Hietzing Cemetery is a cemetery in Hietzing, the 13th district of Vienna, Austria. Located just south-west of the Schönbrunn Palace, the cemetery covers approximately 97,175 m² and contains around 11,100 graves.

== History ==
A burial ground existed near today’s Maxingstraße even before 1786. After Hietzing became an independent parish, a new cemetery was established at its current location in 1787 and expanded several times (including in 1794, 1817, 1835, 1892, 1907, between 1918 and 1944, in the 1950s, and in 1979), eventually growing to over 40,000 m² in size. Since 1892, the cemetery has been owned by the City of Vienna and serves as an interdenominational burial site for Hietzing and the Schönbrunn Palace.

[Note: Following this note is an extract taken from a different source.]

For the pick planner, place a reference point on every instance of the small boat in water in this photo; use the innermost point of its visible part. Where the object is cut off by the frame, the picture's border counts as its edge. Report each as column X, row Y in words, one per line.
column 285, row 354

In 1913, a new chapel and mortuary were built. After several buildings in the cemetery - including the funeral hall - were damaged during the final days of the Second World War, they were restored by 1947. Renovations and modifications followed in the 1950s, 1960s, and 1970s, with the most recent redesign carried out between 1989 and 1991 based on plans by Austrian architect Christof Riccabona. The old section of the cemetery was restored in the Biedermeier style.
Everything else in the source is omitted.